As we all know, President Obama’s choice to head Medicare and Medicaid, Donald Berwick, is a big fan of the British National Health Service.

Powerline has made a practice of chronicling the NHS’s success, from dead babies, lack of basic diagnostic equipment, patients texting their own neglect, others not being able to do so, and tales of horror from those who made it here, to safety.

In case all that hasn’t convinced you that maybe we could do better with some other model, perhaps this will.  Britain is apparently unable to cope with the flu, H1N1:

The deaths are mostly among children and young adults, with five cases in the under-fives and eight cases among those aged five to 14.

The release of the HPA figures comes as hospitals across the country begin cancelling planned operations to free up intensive care beds to deal with rising numbers of seriously ill flu patients.

Managers of hospitals in Newcastle, Manchester, Norfolk, Leicester and London have already declared they have had to put some elective operations on hold, including heart surgery.

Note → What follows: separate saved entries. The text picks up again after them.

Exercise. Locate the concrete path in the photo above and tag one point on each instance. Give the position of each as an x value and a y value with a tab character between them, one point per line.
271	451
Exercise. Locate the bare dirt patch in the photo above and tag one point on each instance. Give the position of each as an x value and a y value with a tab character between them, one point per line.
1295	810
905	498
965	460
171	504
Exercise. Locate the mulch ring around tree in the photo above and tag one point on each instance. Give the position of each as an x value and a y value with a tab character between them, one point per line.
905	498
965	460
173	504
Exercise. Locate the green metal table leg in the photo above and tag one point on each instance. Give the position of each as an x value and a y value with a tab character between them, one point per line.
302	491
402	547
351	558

That list is expected to grow.  (emphasis edded)

And this:

In one of the worst flu outbreaks in recent years, surgeries in Oxfordshire, Kent, Derbyshire, Hertfordshire and Gloucestershire have all reported vaccine shortages.

Dr Peter Holden, a GP in Matlock, said: “In Derbyshire – with just over one million people in total – we have 1,300 doses left.

H1N1 was last year’s flu scare, which for a number of reasons, never materialized here.  But with not one, but two flu cycles to prepare, Britain’s medical system couldn’t produce enough vaccine, and is now having to postpone heart surgery because of the rush of flu cases.

How long before Berwick’s recess appointment expires?